Известен способ количественного определения клеток-предшественников (CD34+) в кроветворной ткани с использованием одинарной окраски. Способ основан на экспрессии на мембране клеток-предшественников антигена CD34 и заключается в том, что клетки инкубируют с моноклональными антителами к антигену CD34. Подсчет количества клеток-предшественников (CD34+) осуществляют с помощью проточной цитофлуориметрии. Область исследования, включающая клетки-предшественники (CD34+), ограничивается мононуклеарными клетками и выбирается на основании характеристик светорассеяния (SSC/FSC - боковое светорассеяние, отражающее гранулярность клеток, против прямого светорассеяния, отражающего размер клетки) [Civin С.I., Strauss L.S.; J. Immunol., Antigenic analysis of hematopoiesis. III. A hematopoietic progenitor cell sutface antigen defined by a monoclonal antibody raised against KG-1a cell, 1984, 133:157-164, Krause D.S., Fackler M.J., Civin C.I., CD34: structure, biology and clinical utility. Blood, 1996, 87:1-13; Андреева Л.Ю. Автореф. дисс. канд. мед. наук, Москва, 1999].

Недостатки способа: сложность в пересчете абсолютного количества клеток- предшественников (CD34+), контаминация клеточными обломками и эритроцитами, что приводит к занижению количества CD34+ клеток.

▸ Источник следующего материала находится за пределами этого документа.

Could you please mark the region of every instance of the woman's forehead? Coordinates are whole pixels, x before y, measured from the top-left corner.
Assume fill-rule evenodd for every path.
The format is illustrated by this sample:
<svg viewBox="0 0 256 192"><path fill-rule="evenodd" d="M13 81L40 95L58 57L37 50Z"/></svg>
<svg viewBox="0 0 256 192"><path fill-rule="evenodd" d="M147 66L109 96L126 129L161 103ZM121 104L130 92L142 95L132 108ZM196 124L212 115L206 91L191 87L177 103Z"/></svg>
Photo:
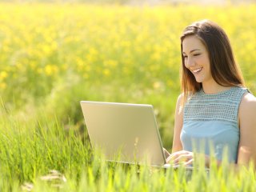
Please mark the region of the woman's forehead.
<svg viewBox="0 0 256 192"><path fill-rule="evenodd" d="M190 54L194 50L206 50L206 47L195 35L186 37L182 41L182 53Z"/></svg>

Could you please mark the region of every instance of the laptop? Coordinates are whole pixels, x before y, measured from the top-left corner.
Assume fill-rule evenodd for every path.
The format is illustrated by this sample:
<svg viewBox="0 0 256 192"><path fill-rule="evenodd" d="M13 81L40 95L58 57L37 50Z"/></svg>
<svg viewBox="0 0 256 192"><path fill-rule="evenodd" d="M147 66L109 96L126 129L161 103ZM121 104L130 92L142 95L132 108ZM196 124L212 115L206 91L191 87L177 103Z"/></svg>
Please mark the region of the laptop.
<svg viewBox="0 0 256 192"><path fill-rule="evenodd" d="M148 104L81 101L93 149L106 159L168 168L154 108Z"/></svg>

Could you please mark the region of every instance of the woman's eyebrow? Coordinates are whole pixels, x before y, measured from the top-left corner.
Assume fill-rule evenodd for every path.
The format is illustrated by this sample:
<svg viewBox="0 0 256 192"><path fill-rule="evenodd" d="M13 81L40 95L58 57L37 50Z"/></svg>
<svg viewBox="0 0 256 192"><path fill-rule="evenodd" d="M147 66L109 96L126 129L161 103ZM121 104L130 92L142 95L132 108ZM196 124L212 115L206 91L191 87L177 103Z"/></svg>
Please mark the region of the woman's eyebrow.
<svg viewBox="0 0 256 192"><path fill-rule="evenodd" d="M190 54L192 53L192 52L194 52L194 51L196 51L196 50L198 50L198 49L195 49L195 50L190 50ZM186 54L185 52L182 52L182 54Z"/></svg>

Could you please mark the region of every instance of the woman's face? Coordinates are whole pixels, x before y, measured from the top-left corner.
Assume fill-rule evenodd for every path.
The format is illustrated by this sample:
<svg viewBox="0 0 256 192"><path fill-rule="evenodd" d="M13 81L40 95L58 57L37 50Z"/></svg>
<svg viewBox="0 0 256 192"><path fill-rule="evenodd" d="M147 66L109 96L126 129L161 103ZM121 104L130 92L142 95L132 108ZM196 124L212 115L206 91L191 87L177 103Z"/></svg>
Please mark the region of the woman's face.
<svg viewBox="0 0 256 192"><path fill-rule="evenodd" d="M188 36L183 39L182 54L185 66L190 70L198 82L205 83L214 80L207 50L196 36Z"/></svg>

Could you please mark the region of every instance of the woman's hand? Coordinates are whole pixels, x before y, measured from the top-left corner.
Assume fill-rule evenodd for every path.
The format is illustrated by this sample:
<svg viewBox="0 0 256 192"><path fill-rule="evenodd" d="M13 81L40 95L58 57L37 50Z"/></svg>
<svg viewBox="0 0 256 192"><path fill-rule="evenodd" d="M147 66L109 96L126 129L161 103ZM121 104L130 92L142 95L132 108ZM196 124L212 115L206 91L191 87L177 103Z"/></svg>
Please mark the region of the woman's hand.
<svg viewBox="0 0 256 192"><path fill-rule="evenodd" d="M169 155L166 162L179 165L184 163L185 166L190 166L194 162L194 154L187 150L179 150Z"/></svg>
<svg viewBox="0 0 256 192"><path fill-rule="evenodd" d="M209 167L210 165L210 157L206 154L198 154L198 155L203 155L205 158L205 166ZM174 165L184 164L184 166L191 166L194 161L194 154L187 150L179 150L172 153L166 158L166 162ZM217 162L220 164L220 162Z"/></svg>

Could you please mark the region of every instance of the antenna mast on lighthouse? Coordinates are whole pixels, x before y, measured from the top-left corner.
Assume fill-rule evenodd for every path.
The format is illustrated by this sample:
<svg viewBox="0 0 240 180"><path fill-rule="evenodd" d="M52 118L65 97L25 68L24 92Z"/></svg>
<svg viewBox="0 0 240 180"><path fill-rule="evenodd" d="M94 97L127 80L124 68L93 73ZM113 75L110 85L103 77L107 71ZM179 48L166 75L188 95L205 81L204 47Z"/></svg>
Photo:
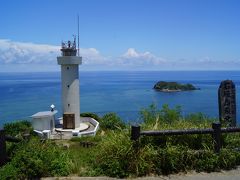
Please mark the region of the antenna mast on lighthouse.
<svg viewBox="0 0 240 180"><path fill-rule="evenodd" d="M80 54L80 49L79 49L79 15L78 15L78 56Z"/></svg>

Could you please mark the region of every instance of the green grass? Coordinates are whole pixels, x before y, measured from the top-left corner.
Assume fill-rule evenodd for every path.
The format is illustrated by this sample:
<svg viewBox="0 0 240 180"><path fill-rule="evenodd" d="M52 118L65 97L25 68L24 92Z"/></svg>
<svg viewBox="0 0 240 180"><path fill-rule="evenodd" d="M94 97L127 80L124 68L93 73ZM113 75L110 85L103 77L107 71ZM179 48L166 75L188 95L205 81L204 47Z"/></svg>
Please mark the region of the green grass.
<svg viewBox="0 0 240 180"><path fill-rule="evenodd" d="M155 105L150 105L148 108L142 109L140 114L143 121L142 130L211 128L212 122L216 121L202 113L183 116L179 106L170 108L168 105L164 105L158 109ZM104 126L95 137L56 140L44 144L30 141L30 144L21 147L8 145L12 161L0 168L0 176L5 179L14 179L15 175L21 173L22 177L28 177L21 167L15 168L15 166L21 164L22 161L28 162L29 159L31 163L23 164L23 166L28 168L32 177L36 174L42 176L45 172L45 174L58 176L67 173L78 176L124 178L152 174L168 175L190 170L212 172L232 169L240 165L240 151L238 151L240 133L223 134L223 147L219 154L213 151L211 135L141 137L139 148L136 149L136 143L130 140L130 126L122 125L122 120L116 114L111 113L104 116L100 120L100 127L101 122L104 122ZM113 125L114 128L108 128L109 125ZM23 125L10 124L6 127L9 132L11 132L10 127L25 131L25 123ZM27 128L29 127L27 126ZM21 132L19 133L21 134ZM91 142L93 146L83 147L81 144L84 142ZM67 145L67 147L63 145ZM55 151L52 152L54 147ZM22 156L17 155L19 153ZM39 156L43 159L38 159ZM51 167L60 168L63 171L55 172L54 168L44 167L43 164L47 160L44 157L58 162L52 163ZM61 157L65 159L61 159ZM20 162L18 163L18 161ZM65 161L69 166L63 163ZM66 167L70 169L66 169ZM12 175L10 176L9 173Z"/></svg>

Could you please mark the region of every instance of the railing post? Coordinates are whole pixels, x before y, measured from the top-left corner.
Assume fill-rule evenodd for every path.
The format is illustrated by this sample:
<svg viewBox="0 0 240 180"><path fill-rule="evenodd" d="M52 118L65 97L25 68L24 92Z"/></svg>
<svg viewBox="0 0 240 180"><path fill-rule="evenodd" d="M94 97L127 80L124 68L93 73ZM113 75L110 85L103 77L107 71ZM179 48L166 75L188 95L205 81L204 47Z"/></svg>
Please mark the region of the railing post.
<svg viewBox="0 0 240 180"><path fill-rule="evenodd" d="M215 153L219 153L221 149L221 123L214 122L212 123L213 128L213 143Z"/></svg>
<svg viewBox="0 0 240 180"><path fill-rule="evenodd" d="M0 167L6 163L7 152L6 152L6 139L4 130L0 130Z"/></svg>
<svg viewBox="0 0 240 180"><path fill-rule="evenodd" d="M133 141L133 148L136 152L139 149L139 138L140 138L140 126L131 127L131 140Z"/></svg>

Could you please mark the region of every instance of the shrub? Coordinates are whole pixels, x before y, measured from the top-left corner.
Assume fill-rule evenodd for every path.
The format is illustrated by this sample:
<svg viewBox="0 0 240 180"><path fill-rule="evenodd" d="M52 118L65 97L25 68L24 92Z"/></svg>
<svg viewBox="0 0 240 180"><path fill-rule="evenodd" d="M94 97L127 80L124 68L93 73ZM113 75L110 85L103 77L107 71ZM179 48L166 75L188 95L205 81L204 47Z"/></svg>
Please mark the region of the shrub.
<svg viewBox="0 0 240 180"><path fill-rule="evenodd" d="M19 179L31 179L42 176L66 176L70 173L70 165L68 152L64 152L50 141L41 142L37 138L32 138L29 142L23 141L18 144L8 166L13 172L18 173ZM8 167L7 170L9 169Z"/></svg>
<svg viewBox="0 0 240 180"><path fill-rule="evenodd" d="M125 128L125 124L116 113L108 113L102 117L100 127L104 130L116 130Z"/></svg>
<svg viewBox="0 0 240 180"><path fill-rule="evenodd" d="M0 168L1 180L7 180L7 179L17 180L19 179L18 173L19 173L19 170L15 166L13 166L12 163L8 163L2 168Z"/></svg>

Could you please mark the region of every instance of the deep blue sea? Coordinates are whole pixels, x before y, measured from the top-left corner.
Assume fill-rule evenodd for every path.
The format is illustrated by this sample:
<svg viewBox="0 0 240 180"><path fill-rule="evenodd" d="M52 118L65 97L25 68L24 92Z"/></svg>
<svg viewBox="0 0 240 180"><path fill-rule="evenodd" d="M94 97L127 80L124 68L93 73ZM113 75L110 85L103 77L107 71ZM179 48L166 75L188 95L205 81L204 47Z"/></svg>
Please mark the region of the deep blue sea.
<svg viewBox="0 0 240 180"><path fill-rule="evenodd" d="M125 121L138 121L141 108L181 105L183 115L203 112L218 117L217 90L222 80L231 79L237 89L239 107L240 71L142 71L80 72L81 112L118 113ZM159 80L192 83L201 90L176 93L156 92ZM0 126L29 119L54 104L61 117L60 72L0 73ZM239 117L240 108L237 108Z"/></svg>

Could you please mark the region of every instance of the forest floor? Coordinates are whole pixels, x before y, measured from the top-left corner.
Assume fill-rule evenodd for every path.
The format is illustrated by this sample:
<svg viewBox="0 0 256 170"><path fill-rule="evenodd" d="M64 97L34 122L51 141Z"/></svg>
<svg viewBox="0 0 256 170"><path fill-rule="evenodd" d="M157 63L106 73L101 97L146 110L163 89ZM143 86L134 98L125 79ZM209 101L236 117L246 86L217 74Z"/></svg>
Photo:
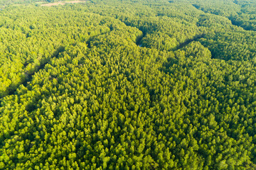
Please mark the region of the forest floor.
<svg viewBox="0 0 256 170"><path fill-rule="evenodd" d="M58 6L58 5L65 5L66 4L75 4L75 3L82 3L82 2L85 2L85 1L59 1L59 2L42 4L41 6Z"/></svg>

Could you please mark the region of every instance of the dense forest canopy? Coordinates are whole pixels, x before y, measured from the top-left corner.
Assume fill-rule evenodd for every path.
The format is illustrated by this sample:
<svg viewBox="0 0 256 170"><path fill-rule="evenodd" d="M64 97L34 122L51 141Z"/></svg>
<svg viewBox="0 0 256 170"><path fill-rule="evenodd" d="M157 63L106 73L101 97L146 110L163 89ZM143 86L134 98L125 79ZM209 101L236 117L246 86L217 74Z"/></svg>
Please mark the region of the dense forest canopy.
<svg viewBox="0 0 256 170"><path fill-rule="evenodd" d="M256 1L71 1L0 0L0 169L256 169Z"/></svg>

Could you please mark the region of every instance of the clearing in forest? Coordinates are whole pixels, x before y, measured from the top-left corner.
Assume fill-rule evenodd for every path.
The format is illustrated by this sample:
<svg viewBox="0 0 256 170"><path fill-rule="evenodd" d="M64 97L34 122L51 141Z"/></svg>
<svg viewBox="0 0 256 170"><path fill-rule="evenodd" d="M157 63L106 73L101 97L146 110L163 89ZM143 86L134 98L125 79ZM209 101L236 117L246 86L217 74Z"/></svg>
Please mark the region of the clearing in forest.
<svg viewBox="0 0 256 170"><path fill-rule="evenodd" d="M41 6L58 6L58 5L65 5L66 4L75 4L75 3L82 3L82 2L85 2L85 1L59 1L59 2L42 4Z"/></svg>

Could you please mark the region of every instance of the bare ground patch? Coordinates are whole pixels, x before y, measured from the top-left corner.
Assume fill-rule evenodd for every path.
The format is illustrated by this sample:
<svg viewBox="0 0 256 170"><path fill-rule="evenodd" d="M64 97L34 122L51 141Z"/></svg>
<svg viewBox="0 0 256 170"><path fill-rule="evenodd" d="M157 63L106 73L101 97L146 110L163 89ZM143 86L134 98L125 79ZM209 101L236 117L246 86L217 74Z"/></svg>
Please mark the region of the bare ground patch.
<svg viewBox="0 0 256 170"><path fill-rule="evenodd" d="M75 4L75 3L82 3L82 2L86 2L86 1L59 1L59 2L42 4L41 6L58 6L58 5L65 5L66 4Z"/></svg>

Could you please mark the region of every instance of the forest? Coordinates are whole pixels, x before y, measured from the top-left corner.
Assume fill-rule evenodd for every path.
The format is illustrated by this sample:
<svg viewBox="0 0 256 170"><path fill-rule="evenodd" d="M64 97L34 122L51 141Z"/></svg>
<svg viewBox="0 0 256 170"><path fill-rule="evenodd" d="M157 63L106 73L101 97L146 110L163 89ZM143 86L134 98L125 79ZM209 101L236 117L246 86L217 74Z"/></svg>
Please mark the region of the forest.
<svg viewBox="0 0 256 170"><path fill-rule="evenodd" d="M0 0L0 66L1 170L256 169L255 0Z"/></svg>

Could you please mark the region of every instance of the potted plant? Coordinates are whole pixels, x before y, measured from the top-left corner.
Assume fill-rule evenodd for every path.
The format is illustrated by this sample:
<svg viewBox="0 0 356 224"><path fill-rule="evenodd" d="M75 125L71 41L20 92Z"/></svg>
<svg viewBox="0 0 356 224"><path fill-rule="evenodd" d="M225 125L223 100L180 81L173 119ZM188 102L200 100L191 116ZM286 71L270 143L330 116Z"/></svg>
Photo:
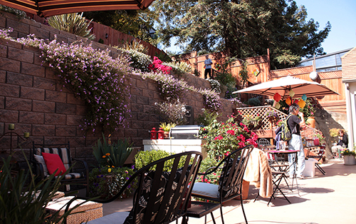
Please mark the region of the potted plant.
<svg viewBox="0 0 356 224"><path fill-rule="evenodd" d="M242 123L235 122L236 118L231 116L225 122L214 122L201 128L199 138L205 140L202 146L213 158L223 158L231 152L244 146L257 144L257 134L248 130Z"/></svg>
<svg viewBox="0 0 356 224"><path fill-rule="evenodd" d="M279 120L278 113L274 110L268 111L265 113L264 116L269 120L271 123L275 123Z"/></svg>
<svg viewBox="0 0 356 224"><path fill-rule="evenodd" d="M159 128L162 128L163 129L163 131L164 131L164 138L169 138L169 131L172 128L174 128L176 124L174 123L161 123L161 124L159 125Z"/></svg>
<svg viewBox="0 0 356 224"><path fill-rule="evenodd" d="M242 119L242 123L246 125L248 129L254 130L257 129L261 124L261 119L258 115L256 116L253 116L251 115L246 116L244 119Z"/></svg>
<svg viewBox="0 0 356 224"><path fill-rule="evenodd" d="M341 151L341 154L344 156L344 165L356 165L356 153L345 148Z"/></svg>
<svg viewBox="0 0 356 224"><path fill-rule="evenodd" d="M131 168L106 166L93 168L89 173L90 197L110 198L119 192L135 173L133 168L133 166ZM136 188L135 184L129 185L120 198L128 198Z"/></svg>

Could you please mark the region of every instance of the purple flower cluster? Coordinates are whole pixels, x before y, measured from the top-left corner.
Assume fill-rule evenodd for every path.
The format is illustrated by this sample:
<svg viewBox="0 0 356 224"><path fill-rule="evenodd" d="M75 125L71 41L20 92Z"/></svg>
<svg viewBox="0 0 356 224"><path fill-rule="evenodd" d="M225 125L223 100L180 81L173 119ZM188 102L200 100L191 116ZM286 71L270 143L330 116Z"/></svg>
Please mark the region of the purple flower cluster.
<svg viewBox="0 0 356 224"><path fill-rule="evenodd" d="M68 45L53 40L40 48L43 60L85 101L88 111L85 128L95 130L100 125L112 131L125 124L130 110L124 81L132 71L126 58L113 59L109 50L94 49L83 43Z"/></svg>

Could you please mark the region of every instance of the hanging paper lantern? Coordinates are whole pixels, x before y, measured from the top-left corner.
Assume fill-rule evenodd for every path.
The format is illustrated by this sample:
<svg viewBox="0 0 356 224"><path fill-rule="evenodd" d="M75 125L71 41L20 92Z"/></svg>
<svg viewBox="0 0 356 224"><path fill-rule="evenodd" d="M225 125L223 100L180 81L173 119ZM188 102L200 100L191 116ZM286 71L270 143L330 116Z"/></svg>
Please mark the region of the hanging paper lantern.
<svg viewBox="0 0 356 224"><path fill-rule="evenodd" d="M294 91L293 91L293 89L291 89L290 91L289 91L289 96L290 97L293 97L294 96Z"/></svg>
<svg viewBox="0 0 356 224"><path fill-rule="evenodd" d="M302 96L302 100L303 100L304 101L305 101L307 100L307 95L304 94Z"/></svg>
<svg viewBox="0 0 356 224"><path fill-rule="evenodd" d="M290 106L290 104L292 104L292 101L290 99L290 97L287 98L287 99L286 100L286 103L287 103L289 106Z"/></svg>
<svg viewBox="0 0 356 224"><path fill-rule="evenodd" d="M278 93L276 93L276 94L274 94L273 100L275 100L276 102L281 101L281 98L282 98L282 97L281 96L281 95Z"/></svg>
<svg viewBox="0 0 356 224"><path fill-rule="evenodd" d="M303 100L300 100L299 102L298 102L298 105L299 105L300 108L303 108L305 106L305 101L304 101Z"/></svg>
<svg viewBox="0 0 356 224"><path fill-rule="evenodd" d="M276 103L276 106L274 106L277 110L281 108L281 104L279 103Z"/></svg>

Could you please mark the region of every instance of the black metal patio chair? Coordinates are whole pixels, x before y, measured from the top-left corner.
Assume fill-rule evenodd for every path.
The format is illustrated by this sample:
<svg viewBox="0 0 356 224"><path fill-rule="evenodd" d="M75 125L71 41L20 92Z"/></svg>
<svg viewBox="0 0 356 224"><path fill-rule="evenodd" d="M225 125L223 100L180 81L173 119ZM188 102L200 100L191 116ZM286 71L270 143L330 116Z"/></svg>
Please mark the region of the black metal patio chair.
<svg viewBox="0 0 356 224"><path fill-rule="evenodd" d="M117 199L125 190L137 180L132 208L89 221L88 224L105 223L169 223L182 218L187 223L187 211L194 180L202 160L199 152L172 155L153 162L137 171L120 191L110 199L95 200L105 203ZM184 166L179 167L179 161ZM165 171L169 166L171 171Z"/></svg>
<svg viewBox="0 0 356 224"><path fill-rule="evenodd" d="M221 205L219 208L223 223L224 223L222 211L223 203L236 197L240 198L242 212L247 223L242 200L242 181L247 161L253 149L253 146L239 148L225 157L216 167L212 168L209 172L198 173L199 175L208 175L216 172L217 169L222 167L219 185L207 183L196 183L192 196L218 202Z"/></svg>

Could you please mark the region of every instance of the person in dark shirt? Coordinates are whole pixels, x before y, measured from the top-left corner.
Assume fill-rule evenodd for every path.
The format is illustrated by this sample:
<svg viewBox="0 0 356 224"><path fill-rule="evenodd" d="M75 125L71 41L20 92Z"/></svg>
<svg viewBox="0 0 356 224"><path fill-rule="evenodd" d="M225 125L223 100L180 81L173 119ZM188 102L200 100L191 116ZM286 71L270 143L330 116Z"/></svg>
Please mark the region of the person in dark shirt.
<svg viewBox="0 0 356 224"><path fill-rule="evenodd" d="M331 151L334 155L339 156L340 150L347 148L349 144L349 141L347 139L347 136L345 133L345 131L340 129L339 131L339 141L337 144L335 146L331 147Z"/></svg>
<svg viewBox="0 0 356 224"><path fill-rule="evenodd" d="M300 126L305 126L305 121L304 121L304 115L299 111L299 105L296 103L290 105L289 113L291 114L291 116L287 121L289 130L292 133L292 138L288 143L288 148L289 150L298 151L297 153L297 169L295 169L295 163L294 163L295 154L288 154L289 164L293 164L289 168L289 177L293 178L296 174L298 178L304 178L303 171L305 168L305 156L303 148L302 137L300 136Z"/></svg>

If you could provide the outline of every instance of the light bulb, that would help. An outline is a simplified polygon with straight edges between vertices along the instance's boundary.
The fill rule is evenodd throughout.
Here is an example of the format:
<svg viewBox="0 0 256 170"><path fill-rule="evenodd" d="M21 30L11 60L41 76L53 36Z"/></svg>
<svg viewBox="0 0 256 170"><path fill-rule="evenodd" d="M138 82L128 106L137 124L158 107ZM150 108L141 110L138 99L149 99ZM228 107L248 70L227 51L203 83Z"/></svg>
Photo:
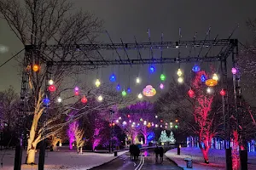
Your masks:
<svg viewBox="0 0 256 170"><path fill-rule="evenodd" d="M183 71L180 69L177 69L177 75L181 76L183 75Z"/></svg>
<svg viewBox="0 0 256 170"><path fill-rule="evenodd" d="M61 97L58 97L57 102L58 102L58 103L61 103L61 102L62 102L62 99L61 99Z"/></svg>
<svg viewBox="0 0 256 170"><path fill-rule="evenodd" d="M177 78L177 82L179 82L179 83L183 83L183 77L178 77Z"/></svg>
<svg viewBox="0 0 256 170"><path fill-rule="evenodd" d="M140 83L140 82L141 82L141 79L140 79L139 77L137 77L137 78L136 78L136 82L137 82L137 83Z"/></svg>
<svg viewBox="0 0 256 170"><path fill-rule="evenodd" d="M49 84L49 85L53 85L54 83L55 83L54 81L51 80L51 79L48 82L48 84Z"/></svg>
<svg viewBox="0 0 256 170"><path fill-rule="evenodd" d="M96 81L95 82L95 85L98 88L101 85L101 82L99 79L96 79Z"/></svg>

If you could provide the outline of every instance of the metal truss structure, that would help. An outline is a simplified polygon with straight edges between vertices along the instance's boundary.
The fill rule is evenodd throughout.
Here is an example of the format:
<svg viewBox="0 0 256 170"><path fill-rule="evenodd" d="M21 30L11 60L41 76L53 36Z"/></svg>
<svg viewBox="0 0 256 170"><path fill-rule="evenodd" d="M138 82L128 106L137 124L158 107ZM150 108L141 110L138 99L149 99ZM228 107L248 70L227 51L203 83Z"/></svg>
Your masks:
<svg viewBox="0 0 256 170"><path fill-rule="evenodd" d="M212 55L209 51L215 48L218 48L218 54ZM180 56L178 53L177 57L170 58L152 58L143 59L140 54L140 50L148 49L149 51L153 49L168 49L168 50L178 50L180 52L183 49L191 49L197 48L199 53L196 56L191 54L191 50L189 54L184 56ZM206 49L206 53L201 53L202 49ZM104 66L111 65L142 65L142 64L168 64L168 63L195 63L195 62L220 62L221 64L221 77L222 77L222 88L228 92L228 71L227 71L227 59L229 56L232 56L232 65L236 67L236 57L238 55L238 40L237 39L212 39L212 40L194 40L194 41L178 41L178 42L135 42L135 43L102 43L102 44L72 44L72 45L43 45L43 46L34 46L27 45L25 48L26 53L23 62L23 72L22 72L22 82L21 82L21 92L20 92L20 110L19 113L20 124L19 124L19 137L20 143L16 147L15 153L15 170L20 170L21 163L21 146L23 139L24 132L24 122L27 111L27 89L29 82L29 72L27 71L27 66L32 66L33 63L44 63L46 69L48 67L53 67L55 65L67 65L67 66ZM129 58L127 54L127 50L135 50L139 54L139 57L136 59ZM89 52L97 52L101 56L101 60L93 60L88 58L87 53ZM111 59L107 60L101 54L102 51L115 51L119 55L118 51L124 51L126 54L127 59L121 59L119 55L118 60ZM54 55L57 52L69 53L73 57L72 60L61 60L59 56L58 60L50 58L49 55ZM73 54L80 53L82 56L79 58L74 57ZM153 52L152 52L153 53ZM208 55L209 54L209 55ZM49 69L50 70L50 69ZM45 74L49 74L46 71ZM49 77L45 75L45 77ZM240 77L239 75L233 75L234 80L234 104L236 105L236 116L237 120L239 120L239 107L241 105L241 87L240 87ZM47 78L45 81L48 82ZM230 114L229 112L229 101L228 95L223 97L223 113L225 120L224 127L226 132L226 140L229 141L230 139ZM46 112L44 114L47 114ZM228 148L230 148L230 142ZM40 150L41 151L41 150ZM41 154L44 157L44 153ZM44 159L42 158L44 164ZM227 159L227 167L228 169L232 169L232 160L230 156L226 156ZM39 167L40 166L38 166ZM44 169L41 167L40 169Z"/></svg>

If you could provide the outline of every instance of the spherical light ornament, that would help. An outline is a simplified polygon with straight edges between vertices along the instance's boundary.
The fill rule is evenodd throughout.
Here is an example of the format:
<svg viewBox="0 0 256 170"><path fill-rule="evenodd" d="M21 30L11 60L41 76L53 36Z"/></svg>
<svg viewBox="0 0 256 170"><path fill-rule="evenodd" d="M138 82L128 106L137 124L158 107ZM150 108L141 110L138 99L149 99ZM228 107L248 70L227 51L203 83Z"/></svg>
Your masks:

Известен способ количественного определения клеток-предшественников (CD34+) с использованием двойной окраски, при котором клеточный субстрат окрашивается одновременно моноклональными антителами (МКА) к антигену CD34 и к антигену CD45, который определяется на мембране всех клеток крови за исключением эритроцитов Область исследования ограничена только CD45+ клетками, в пределах этой популяции подсчитывают содержание клеток-предшественников (CD34+). Способ позволяет рассчитать относительное количество клеток-предшественников (CD34+) от количества лейкоцитов [Gratama J.W., Kraan J., Keeney M, and al. Validation of the single-platform ISHAGE method for CD34+ hematopoietic stem and progenitor cell enumeration in an international multicenter study. Cytotherapy. 2003, 5 (1) 55-65; Allan D.S., Keeney M., Howson-Jan K. Number of viable CD34+cells reinfused predict engraftment in autologous hematopoietic stem cell transplantation. Bone marrow Transplant. 2002, 29: 967-972]. Данный способ является прототипом заявляемого способа.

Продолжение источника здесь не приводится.